Chair of RACGP Specific Interests Addiction Medicine Dr Hester Wilson noted that while the study was focused on Victoria, the results are likely to reflect wider trends.
‘Certainly, my experience and the experience of my colleagues about things like real-time prescription monitoring is that we were concerned that it would make conversations more difficult,’ she told newsGP.
‘But in actual fact, it’s enabled conversations.
‘The other dynamic that’s happening is that our patients see stuff in the media. They’ve seen the issues that have happened in the US … and so they’re more activated around the risk.’
The study authors said there are a variety of possible factors behind the immediate rise in non‐opioid substance‐related presentations and noted that the long-term pattern is not yet clear.
‘One possible mechanism underlying the increase in non‐opioid substance‐related harms could be related to increased prescribing of unmonitored pain medicines, such as pregabalin and tricyclic antidepressants, following the introduction of the prescription drug monitoring program,’ they wrote.
‘Other possible mechanisms underlying increased non‐opioid substance‐related harm could be substitution effects; that is, using non‐opioid medications instead of opioids.
‘We found evidence of these unintended effects only in the short term, with only limited evidence of longer-term negative effects.’
Their analysis also found increases in hospital and ED presentations for self-harm, but said these were not statistically significant. However, mental health-related ED presentations rose significantly among the opioid group.

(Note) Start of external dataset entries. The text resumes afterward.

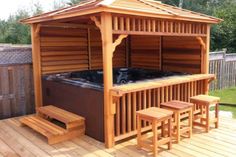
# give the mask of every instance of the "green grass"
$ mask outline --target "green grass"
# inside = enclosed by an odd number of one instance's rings
[[[220,105],[221,111],[231,112],[233,118],[236,119],[236,87],[217,90],[209,93],[212,96],[220,97],[221,104],[230,104],[230,105]]]
[[[236,105],[236,87],[210,92],[210,95],[220,97],[222,104]]]

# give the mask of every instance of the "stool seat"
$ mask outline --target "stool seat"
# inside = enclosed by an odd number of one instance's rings
[[[206,129],[206,132],[210,130],[210,122],[215,123],[215,128],[219,126],[219,97],[209,95],[197,95],[190,98],[190,102],[194,103],[194,126],[200,126]],[[215,117],[210,120],[210,108],[215,108]],[[200,122],[197,120],[200,119]]]
[[[219,103],[220,98],[219,97],[214,97],[214,96],[209,96],[209,95],[197,95],[191,97],[191,102],[192,103],[205,103],[205,104],[215,104]]]
[[[137,145],[138,148],[146,148],[153,151],[153,155],[157,156],[157,147],[163,144],[168,144],[168,149],[172,147],[172,115],[173,112],[157,107],[151,107],[141,111],[137,111]],[[168,126],[168,135],[167,137],[158,136],[158,124],[161,123],[161,127],[164,127],[165,121]],[[145,133],[142,134],[142,122],[149,122],[152,126],[152,141],[149,142]],[[163,135],[163,132],[162,132]]]
[[[156,119],[156,120],[160,120],[162,118],[171,116],[172,114],[173,114],[172,111],[156,107],[151,107],[145,110],[137,111],[137,115],[142,115],[149,119]]]
[[[177,143],[180,141],[180,136],[188,134],[189,138],[192,136],[192,110],[194,104],[173,100],[165,103],[161,103],[161,108],[173,111],[174,120],[174,137],[176,137]],[[185,120],[188,120],[188,125],[182,125]]]
[[[189,107],[193,107],[193,103],[173,100],[173,101],[170,101],[170,102],[161,103],[161,106],[168,107],[168,108],[171,108],[171,109],[174,109],[174,110],[184,110],[184,109],[187,109]]]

The authors also wrote that the study is the first of its kind outside of the United States and is ‘of international relevance’.
They stressed that the findings underline the importance of measuring a comprehensive range of outcomes when evaluating opioid policies.
They also noted that while opioid use has decreased in Australia, the country still ranks eighth in the world per capita, and opioid consumption remains the leading cause of drug‐induced death.
An accompanying MJA editorial described the findings as ‘reassuring’, saying that ‘the policies have, at the very least, not increased the frequency of unintended harms’.
According to the Australian Institute of Health and Welfare (AIHW), opioids were present in more than half (51% or 830) of drug-induced deaths in 2023.
For Dr Wilson, the trends outlined in the MJA article are an indication that the impact of policy interventions are heading in the right direction.
‘Opioids are a life-saving, essential medicine that we want to be able to access for the times when it’s going to be a benefit – and that is for acute, severe pain and end-of-life care.
‘And we’re seeing a real shift which is really positive.’
Dr Wilson co-authored an article to support GPs’ clinical decision-making for long-term opioid use, which was published in last month’s Australian Journal of General Practice.